Someone too young, too pure. Too he shouldn't be for me.
Part of him wanted to dismiss it all, with the brutality with which he cut off useless thoughts. But that was precisely the problem: it wasn't useless, it was complicated, it was human. And it was the most dangerous thing that had happened to him in months.
Logan picked up the pool cue and aimed at a red ball. He hit it with a little more force than necessary, it didn't fall, but the sound of the hit bounced off the walls of the room and resonated sharply between his ribs. Absurdly, he was nervous.
He shouldn't have stayed at the school, he had done the right thing in leaving. Away from him, Scott would be safe. He would be able to breathe normally again for at least a few days, and in time, he would go back to looking only at Jean, or other girls his age, the way a boy should look at a girl with whom he could build something simple.
In the silence of the bar, Logan whispered that last word as if it were poison: "simple".
There was a moment when his mind made the mistake of imagining what it would be like if he were a different person. Or rather, if he'd remained the same person he was before meeting Charles. If Scott had been unlucky enough to encounter a man who didn't care about ruining or breaking him.
A mistake he immediately tried to drown out with the sound of the cue on the table.
Apparently, however, that wasn't his night, because in that instant the image of Scott in the center of the Danger Room came back to him: thin, stiff, his gaze hidden behind his visor, his thighs crossed trying to cover himself. That kind of tension can't be forgotten, it can't be erased by running away.
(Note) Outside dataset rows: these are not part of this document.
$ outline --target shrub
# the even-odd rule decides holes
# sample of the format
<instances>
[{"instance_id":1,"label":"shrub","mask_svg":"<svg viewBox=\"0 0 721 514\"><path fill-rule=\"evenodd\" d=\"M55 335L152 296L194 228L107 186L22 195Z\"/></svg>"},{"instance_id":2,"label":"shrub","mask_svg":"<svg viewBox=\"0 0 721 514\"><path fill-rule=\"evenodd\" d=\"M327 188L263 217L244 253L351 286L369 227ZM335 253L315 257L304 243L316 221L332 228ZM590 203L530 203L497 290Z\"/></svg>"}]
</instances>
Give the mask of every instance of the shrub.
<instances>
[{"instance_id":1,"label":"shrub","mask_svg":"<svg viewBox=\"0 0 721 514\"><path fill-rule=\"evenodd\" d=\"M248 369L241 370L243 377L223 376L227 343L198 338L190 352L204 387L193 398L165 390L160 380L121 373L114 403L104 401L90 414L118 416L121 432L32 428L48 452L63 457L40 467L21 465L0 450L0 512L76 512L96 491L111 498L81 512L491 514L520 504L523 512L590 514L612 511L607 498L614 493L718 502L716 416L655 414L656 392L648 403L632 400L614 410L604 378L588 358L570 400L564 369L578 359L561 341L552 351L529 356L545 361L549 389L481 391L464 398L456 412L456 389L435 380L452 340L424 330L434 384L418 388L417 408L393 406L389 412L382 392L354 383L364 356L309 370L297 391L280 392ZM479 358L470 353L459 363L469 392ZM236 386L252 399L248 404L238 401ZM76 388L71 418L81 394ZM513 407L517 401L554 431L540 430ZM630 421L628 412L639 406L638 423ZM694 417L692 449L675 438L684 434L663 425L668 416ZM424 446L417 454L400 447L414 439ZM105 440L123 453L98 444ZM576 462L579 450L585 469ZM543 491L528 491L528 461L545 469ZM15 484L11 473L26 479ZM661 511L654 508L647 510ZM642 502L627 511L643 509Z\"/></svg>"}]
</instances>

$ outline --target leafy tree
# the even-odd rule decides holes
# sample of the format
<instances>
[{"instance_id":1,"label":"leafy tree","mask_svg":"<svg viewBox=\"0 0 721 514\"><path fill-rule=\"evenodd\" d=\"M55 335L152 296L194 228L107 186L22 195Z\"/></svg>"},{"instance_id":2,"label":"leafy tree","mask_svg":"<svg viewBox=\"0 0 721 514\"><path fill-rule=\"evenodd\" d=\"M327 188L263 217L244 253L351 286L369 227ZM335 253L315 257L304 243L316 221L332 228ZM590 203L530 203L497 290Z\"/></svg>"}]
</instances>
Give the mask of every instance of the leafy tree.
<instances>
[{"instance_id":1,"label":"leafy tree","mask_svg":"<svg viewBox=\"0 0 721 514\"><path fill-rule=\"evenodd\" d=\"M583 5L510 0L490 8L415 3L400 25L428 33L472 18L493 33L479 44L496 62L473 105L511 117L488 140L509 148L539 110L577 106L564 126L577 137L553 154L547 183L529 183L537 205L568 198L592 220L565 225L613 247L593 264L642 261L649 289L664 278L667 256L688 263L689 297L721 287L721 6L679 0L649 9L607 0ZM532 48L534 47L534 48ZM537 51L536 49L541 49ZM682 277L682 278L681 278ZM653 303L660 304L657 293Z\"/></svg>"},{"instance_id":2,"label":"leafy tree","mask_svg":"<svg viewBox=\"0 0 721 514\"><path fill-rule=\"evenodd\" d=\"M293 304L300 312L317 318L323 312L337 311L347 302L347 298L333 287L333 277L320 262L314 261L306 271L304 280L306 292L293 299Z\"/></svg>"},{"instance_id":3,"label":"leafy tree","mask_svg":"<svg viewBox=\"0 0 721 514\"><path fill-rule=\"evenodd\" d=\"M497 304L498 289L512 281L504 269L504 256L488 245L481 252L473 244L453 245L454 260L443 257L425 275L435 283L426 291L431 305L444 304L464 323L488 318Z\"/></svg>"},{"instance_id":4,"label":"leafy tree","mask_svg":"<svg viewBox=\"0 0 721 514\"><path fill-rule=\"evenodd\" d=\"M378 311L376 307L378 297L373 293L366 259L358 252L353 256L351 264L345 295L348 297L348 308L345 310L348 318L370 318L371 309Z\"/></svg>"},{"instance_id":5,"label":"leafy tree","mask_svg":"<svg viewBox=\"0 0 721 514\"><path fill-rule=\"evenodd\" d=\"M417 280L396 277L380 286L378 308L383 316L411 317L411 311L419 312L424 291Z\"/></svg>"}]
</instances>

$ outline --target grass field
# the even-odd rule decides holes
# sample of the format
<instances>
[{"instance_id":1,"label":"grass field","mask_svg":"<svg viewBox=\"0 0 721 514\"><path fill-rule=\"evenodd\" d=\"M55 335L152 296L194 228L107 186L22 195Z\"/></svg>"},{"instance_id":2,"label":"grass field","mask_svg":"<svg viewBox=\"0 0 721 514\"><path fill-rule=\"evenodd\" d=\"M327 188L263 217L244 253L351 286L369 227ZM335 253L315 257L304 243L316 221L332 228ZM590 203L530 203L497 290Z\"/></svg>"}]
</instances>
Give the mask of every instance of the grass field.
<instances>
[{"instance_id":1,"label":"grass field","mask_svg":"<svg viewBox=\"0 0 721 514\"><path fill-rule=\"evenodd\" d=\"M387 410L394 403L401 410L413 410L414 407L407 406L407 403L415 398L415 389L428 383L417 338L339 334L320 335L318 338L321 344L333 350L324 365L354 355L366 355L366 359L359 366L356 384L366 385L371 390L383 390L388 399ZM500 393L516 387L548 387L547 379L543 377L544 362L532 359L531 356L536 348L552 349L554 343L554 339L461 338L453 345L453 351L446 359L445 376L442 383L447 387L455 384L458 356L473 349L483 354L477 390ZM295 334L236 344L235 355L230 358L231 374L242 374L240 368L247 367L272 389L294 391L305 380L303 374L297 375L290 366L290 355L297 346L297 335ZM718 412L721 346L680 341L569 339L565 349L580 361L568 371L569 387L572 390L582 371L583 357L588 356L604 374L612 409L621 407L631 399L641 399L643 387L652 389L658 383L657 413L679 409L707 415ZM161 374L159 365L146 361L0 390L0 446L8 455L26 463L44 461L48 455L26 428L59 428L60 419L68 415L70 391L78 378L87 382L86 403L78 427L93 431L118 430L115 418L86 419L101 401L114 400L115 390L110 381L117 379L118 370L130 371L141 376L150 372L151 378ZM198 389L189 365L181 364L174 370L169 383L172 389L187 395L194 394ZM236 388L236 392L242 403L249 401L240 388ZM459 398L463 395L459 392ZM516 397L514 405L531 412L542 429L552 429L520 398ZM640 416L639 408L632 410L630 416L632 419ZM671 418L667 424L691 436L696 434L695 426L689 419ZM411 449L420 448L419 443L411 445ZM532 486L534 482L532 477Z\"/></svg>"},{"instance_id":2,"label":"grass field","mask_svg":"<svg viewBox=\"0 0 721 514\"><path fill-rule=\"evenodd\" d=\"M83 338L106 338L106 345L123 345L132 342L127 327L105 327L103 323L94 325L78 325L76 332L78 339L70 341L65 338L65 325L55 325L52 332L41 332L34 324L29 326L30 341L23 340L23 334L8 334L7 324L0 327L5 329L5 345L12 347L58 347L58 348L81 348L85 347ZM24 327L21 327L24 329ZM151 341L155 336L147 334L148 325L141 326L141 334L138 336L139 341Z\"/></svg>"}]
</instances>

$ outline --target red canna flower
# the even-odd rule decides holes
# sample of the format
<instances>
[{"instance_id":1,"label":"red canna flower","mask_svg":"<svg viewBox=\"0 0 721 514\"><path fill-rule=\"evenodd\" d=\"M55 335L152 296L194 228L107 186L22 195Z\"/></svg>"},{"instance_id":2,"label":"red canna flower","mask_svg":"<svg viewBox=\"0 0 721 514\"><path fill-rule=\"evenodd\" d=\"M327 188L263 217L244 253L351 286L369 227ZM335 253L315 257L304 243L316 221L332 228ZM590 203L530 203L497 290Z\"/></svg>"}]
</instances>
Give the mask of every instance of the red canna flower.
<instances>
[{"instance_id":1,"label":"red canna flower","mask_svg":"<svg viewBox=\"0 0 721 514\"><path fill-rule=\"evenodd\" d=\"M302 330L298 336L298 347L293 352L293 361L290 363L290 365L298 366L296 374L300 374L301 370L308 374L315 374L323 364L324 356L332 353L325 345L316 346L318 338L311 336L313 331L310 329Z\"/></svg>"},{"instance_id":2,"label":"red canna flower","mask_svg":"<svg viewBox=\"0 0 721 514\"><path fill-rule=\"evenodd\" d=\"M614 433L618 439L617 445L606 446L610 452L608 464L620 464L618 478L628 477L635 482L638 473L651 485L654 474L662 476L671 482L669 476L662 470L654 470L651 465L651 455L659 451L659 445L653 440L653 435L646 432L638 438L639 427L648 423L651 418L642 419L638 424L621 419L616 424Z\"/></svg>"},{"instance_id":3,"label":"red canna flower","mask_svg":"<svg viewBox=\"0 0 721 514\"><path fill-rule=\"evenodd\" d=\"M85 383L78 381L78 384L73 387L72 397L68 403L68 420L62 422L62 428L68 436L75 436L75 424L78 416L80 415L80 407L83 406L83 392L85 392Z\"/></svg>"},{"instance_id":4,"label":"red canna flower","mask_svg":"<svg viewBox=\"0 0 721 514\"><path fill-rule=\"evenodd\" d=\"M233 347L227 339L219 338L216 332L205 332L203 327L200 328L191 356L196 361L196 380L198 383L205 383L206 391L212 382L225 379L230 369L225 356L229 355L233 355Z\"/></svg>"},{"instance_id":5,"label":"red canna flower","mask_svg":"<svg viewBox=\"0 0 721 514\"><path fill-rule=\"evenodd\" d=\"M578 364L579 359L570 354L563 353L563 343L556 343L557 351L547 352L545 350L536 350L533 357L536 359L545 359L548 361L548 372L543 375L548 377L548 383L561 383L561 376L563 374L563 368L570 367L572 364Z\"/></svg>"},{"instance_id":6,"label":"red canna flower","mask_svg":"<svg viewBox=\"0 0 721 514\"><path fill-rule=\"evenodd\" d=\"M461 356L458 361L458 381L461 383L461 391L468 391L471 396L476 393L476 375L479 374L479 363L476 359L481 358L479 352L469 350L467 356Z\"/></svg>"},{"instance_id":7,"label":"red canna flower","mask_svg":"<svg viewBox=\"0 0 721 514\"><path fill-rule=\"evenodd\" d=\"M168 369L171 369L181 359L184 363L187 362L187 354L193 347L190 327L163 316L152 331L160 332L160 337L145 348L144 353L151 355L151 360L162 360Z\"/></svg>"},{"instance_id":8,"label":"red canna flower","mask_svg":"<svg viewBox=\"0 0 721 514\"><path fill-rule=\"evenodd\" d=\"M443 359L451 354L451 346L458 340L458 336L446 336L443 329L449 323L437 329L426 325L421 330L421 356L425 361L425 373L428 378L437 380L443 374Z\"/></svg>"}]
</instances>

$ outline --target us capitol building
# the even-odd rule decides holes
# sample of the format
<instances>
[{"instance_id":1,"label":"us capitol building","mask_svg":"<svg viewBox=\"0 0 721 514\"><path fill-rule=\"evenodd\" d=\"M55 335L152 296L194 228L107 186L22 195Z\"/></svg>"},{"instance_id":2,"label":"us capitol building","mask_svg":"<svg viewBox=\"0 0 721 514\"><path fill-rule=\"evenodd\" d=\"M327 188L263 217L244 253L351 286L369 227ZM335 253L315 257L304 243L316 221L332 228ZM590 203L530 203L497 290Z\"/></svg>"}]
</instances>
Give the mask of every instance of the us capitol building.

Logan sighed and ran a hand over his face. There was no one to see it, and thankfully so. Because it was a tired gesture, the one of a man who had realized something he'd rather not know.
Outside, the snow began to fall again in large, slow flakes. And in that desolate bar, Logan felt the weight of the distance between him and Charles's school, even though it had been his choice; he felt it as if he had measured it by hand, inch by inch.
The snow piled up, slowly and indifferently, and Logan felt fear for the first time in a long time. Fear that that snow didn't resemble an end, but a suspended moment that no one had the courage to dissolve.